Signed p.d.: St. Dębicki
Provenance: The artist's family.
A member of the Viennese Secession, a superbly trained painter with panache, he knew Stanislaw Wyspianski and studied simultaneously with him in Paris. After Wyspianski's death, he took over the chair of religious and decorative painting at the Cracow Academy in 1911. Quite a number of Dębicki's works were in the collection of the famous Feliks Manggha Jasieński, which testifies to the recognition the painter enjoyed among his contemporaries. The offered intimate work was probably created during Dębicki's stay in Lviv in the 1890s. At that time, interested in the problems of light and the movement of figures, the artist began to create in the convention of Impressionism.
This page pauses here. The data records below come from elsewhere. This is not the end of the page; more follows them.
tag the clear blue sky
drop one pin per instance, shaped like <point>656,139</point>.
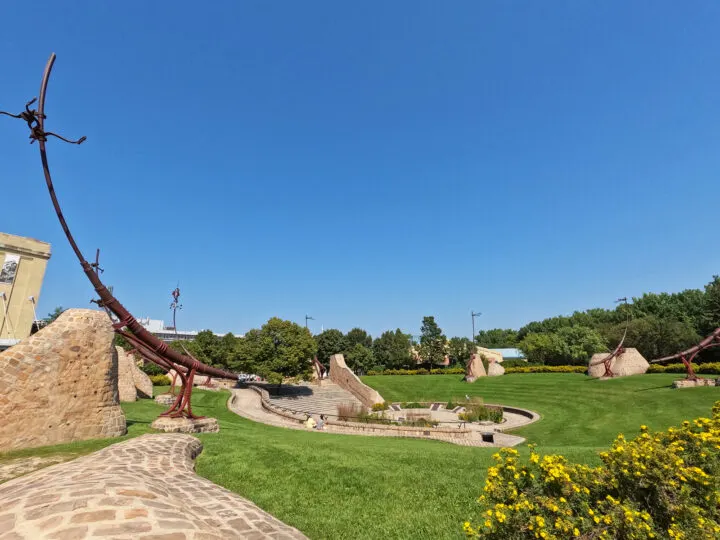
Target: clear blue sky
<point>369,163</point>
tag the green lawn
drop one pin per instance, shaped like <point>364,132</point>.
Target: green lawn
<point>335,486</point>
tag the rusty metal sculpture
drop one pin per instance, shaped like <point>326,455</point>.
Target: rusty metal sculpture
<point>146,344</point>
<point>688,355</point>
<point>619,350</point>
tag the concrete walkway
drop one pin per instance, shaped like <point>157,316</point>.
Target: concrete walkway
<point>143,488</point>
<point>247,403</point>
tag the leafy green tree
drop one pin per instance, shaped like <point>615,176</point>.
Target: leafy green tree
<point>655,337</point>
<point>358,335</point>
<point>497,338</point>
<point>360,358</point>
<point>432,342</point>
<point>279,347</point>
<point>54,314</point>
<point>570,345</point>
<point>392,350</point>
<point>459,350</point>
<point>330,342</point>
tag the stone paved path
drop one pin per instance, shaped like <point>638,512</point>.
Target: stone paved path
<point>247,403</point>
<point>143,488</point>
<point>313,398</point>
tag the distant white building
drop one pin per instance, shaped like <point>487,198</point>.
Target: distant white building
<point>510,354</point>
<point>168,333</point>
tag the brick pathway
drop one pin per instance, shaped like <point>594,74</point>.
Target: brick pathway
<point>247,403</point>
<point>143,488</point>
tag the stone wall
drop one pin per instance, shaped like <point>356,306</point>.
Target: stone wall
<point>60,384</point>
<point>343,376</point>
<point>133,383</point>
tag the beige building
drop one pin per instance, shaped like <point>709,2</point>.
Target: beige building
<point>22,269</point>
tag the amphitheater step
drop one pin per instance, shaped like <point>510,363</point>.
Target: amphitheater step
<point>311,398</point>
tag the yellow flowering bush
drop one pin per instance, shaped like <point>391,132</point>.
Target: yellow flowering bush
<point>658,485</point>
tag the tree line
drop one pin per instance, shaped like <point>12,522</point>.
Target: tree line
<point>659,325</point>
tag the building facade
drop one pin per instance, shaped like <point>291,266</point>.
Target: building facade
<point>22,270</point>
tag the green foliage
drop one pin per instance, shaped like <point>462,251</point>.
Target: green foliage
<point>569,345</point>
<point>432,342</point>
<point>159,380</point>
<point>703,369</point>
<point>658,485</point>
<point>280,347</point>
<point>655,337</point>
<point>360,358</point>
<point>54,314</point>
<point>420,371</point>
<point>330,342</point>
<point>392,350</point>
<point>152,369</point>
<point>358,336</point>
<point>459,350</point>
<point>497,338</point>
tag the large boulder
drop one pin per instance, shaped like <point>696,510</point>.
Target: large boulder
<point>60,384</point>
<point>133,383</point>
<point>630,362</point>
<point>495,369</point>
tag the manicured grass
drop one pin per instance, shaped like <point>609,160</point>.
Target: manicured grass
<point>342,486</point>
<point>577,410</point>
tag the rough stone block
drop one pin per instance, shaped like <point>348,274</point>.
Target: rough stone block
<point>61,384</point>
<point>630,362</point>
<point>186,425</point>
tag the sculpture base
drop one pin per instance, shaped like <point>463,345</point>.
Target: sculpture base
<point>165,399</point>
<point>186,425</point>
<point>686,383</point>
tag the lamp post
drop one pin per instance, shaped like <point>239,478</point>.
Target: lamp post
<point>472,316</point>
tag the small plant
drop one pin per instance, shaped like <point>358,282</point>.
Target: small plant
<point>160,380</point>
<point>412,405</point>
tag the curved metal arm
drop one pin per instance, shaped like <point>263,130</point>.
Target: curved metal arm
<point>151,343</point>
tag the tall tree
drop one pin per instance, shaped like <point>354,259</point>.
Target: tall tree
<point>497,338</point>
<point>432,341</point>
<point>330,342</point>
<point>279,349</point>
<point>358,335</point>
<point>459,350</point>
<point>392,350</point>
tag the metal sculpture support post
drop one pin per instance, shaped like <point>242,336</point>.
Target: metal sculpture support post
<point>149,346</point>
<point>687,356</point>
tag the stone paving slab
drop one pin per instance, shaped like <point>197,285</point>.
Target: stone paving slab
<point>144,488</point>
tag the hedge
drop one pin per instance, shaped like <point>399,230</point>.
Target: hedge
<point>709,369</point>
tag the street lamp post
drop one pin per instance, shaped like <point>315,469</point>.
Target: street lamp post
<point>472,316</point>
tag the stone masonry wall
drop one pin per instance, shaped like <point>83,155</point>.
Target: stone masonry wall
<point>133,383</point>
<point>60,385</point>
<point>126,384</point>
<point>343,376</point>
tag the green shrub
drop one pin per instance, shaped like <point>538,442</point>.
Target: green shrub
<point>547,369</point>
<point>160,380</point>
<point>706,369</point>
<point>152,369</point>
<point>412,405</point>
<point>658,485</point>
Stanislaw Dębicki (Lubaczow 1866 - Krakow 1924) - painter, draughtsman, illustrator - began his studies in painting with Ch. Griepenkerl at the Vienna Academy (1881-1884), then studied under W. Luszczkiewicz at the School of Fine Arts in Cracow, later again in Vienna, and in 1884 with A. Wagner at the Academy and privately with P. Nauen in Munich. After returning to Poland, he worked for several years as a teacher at the School of Ceramic Industry in Kolomyja (1886-1890). During this period, he often traveled to nearby Hutsul towns and villages - Delatin, Mikuliczyn, Zabi, Tyszkowce - where he made many sketches and drawing notes. In 1890-1891 he was in Paris and still attended the Académie Colarossi. He later settled permanently in Lviv, from where he moved to Krakow in 1909 to take up the chair of decorative painting at the Academy of Fine Arts. He was a member of the Society of Polish Artists "Sztuka", the Viennese "Secession", the Union of Polish Visual Artists and TPSP in Lviv. He painted in oil, watercolor and pastel, creating landscapes and portraits (including many children's portraits) and above all, genre scenes from the lives of Hutsul and Galician Jews. He was involved in decorative painting, illustration and various applied arts, occasionally also stage design and sculpture.
The artist's work was recalled in the only major monographic exhibition held at the Silesian (now National) Museum in Wroclaw in 1966.